Other Titles:Effet de la supplémentation des brebis laitiéres en páturage par un concentré á base de céréales sur le profil des acides gras du lait
Authors:Hervás, Gonzalo
Gómez-Cortés, Pilar
Fuente, Miguel Ángel de la
Mantecón, Ángel R.
Juárez, Manuela
Giráldez, Francisco Javier
Frutos, Pilar
Keywords:Cereal supplement, CLA, Pasture, Rumenic acid, Sheep, Vaccenic acid, Supplément à base de céréales, Pâturages, Acide rumenique, Brebis, Acide vaccénique
Issue Date:2009
Publisher:Centre international de hautes études agronomiques méditerranéennes
Food and Agriculture Organisation of the United Nations
National Agricultural Research Foundation (Greece)
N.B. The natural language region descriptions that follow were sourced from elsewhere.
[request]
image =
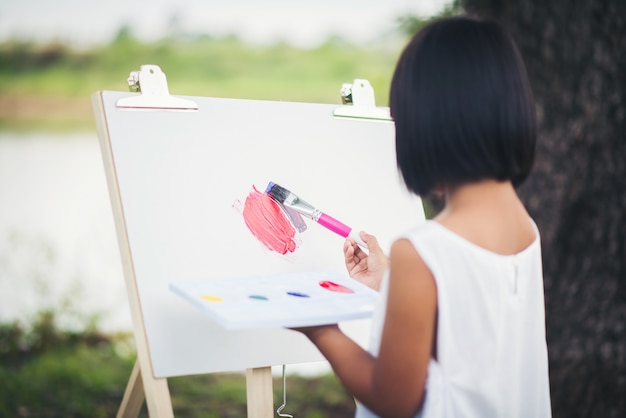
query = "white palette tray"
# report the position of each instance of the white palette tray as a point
(289, 300)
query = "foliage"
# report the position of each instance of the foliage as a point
(411, 24)
(50, 85)
(48, 372)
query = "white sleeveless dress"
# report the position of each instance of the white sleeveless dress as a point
(491, 342)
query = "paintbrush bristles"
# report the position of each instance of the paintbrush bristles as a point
(278, 193)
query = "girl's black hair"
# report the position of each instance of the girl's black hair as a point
(463, 107)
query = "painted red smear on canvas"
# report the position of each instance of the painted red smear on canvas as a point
(268, 223)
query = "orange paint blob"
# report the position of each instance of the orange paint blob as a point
(268, 223)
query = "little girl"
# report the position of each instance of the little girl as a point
(461, 330)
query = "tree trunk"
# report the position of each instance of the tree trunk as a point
(575, 52)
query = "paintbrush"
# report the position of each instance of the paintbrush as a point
(292, 201)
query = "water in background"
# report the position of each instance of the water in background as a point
(58, 248)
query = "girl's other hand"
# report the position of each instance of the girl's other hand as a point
(366, 268)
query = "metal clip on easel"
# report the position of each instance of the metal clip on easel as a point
(151, 85)
(358, 102)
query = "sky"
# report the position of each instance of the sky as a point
(299, 22)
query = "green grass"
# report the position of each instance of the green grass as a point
(47, 372)
(48, 86)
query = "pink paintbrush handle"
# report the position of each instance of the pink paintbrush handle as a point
(339, 228)
(334, 225)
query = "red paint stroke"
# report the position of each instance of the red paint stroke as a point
(268, 223)
(335, 287)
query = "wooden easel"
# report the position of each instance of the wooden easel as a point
(258, 392)
(141, 136)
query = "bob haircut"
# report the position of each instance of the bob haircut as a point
(463, 107)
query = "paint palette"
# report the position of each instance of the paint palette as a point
(289, 300)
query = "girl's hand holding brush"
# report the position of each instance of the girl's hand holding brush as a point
(366, 268)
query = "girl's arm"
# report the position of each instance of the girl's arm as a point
(392, 384)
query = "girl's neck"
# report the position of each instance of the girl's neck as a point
(482, 195)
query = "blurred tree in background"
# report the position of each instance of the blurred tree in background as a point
(575, 53)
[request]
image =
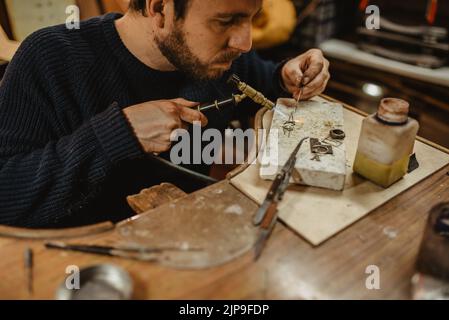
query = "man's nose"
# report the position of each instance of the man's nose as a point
(241, 39)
Citation:Options Méditerranéennes A, 85: 439-444 (2009)
Abstract:This work was conducted to investigate the effect of supplementing grazing ewes on pasture with a cereal concentrate on the milk fatty acid (FA) profile. Ninety Assaf ewes in mid-lactation were distributed in 9 lots of 10 animals each and allocated to three feeding regimes: (i) P - ewes were only allowed to graze pasture (an irrigated sward of Lolium perenne, Trifolium pratense and Dactylis glomerata);( ii) SP - grazing ewes were supplemented with cat grain (700 g/animal per day); and (iii) TMR - ewes were fed ad libitum a total mixed ration (TMR; 80:20 concentrate/forage ratio). Milk yield and composition were recorded after 3 weeks. There were no significant differences in milk yield between P and SP; the highest production being observed for TMR. Milk fat from SP and TMR ewes presented similar concentrations of rumenic (cis-9 trans-11 C18:2) and vaccenic acids (trans-11 C18:1, the rumen-derived precursor for endogenous synthesis of CLA). Total conjugated linoleic acid (CLA) was slightly higher in SP than in TMR but far from the results observed in grazing ewes receibing no supplement (2.96. 1.71 and 1.35 for P. SP and TMR, respectively). The atherogenity index in SP milk fat was not different from that observed in milk from animals on pasture (1.45 for P, 1.61 for SP and 3.25 for TMR). It is concluded that, when pasture quality and availability are not limiting for dairy production, supplementation of grazing ewes with oat grain compromises the milk FA profile without any significant positive effect on milk production.
Description:6 pages, 3 tables.-- Contributed to: 12th Seminar of the FAO-CIHEAM Sub-Network on Sheep and Goat Nutrition "Nutritional and foraging ecology of sheep and goats" (Thessaloniki, Greece, Oct 11-13, 2007).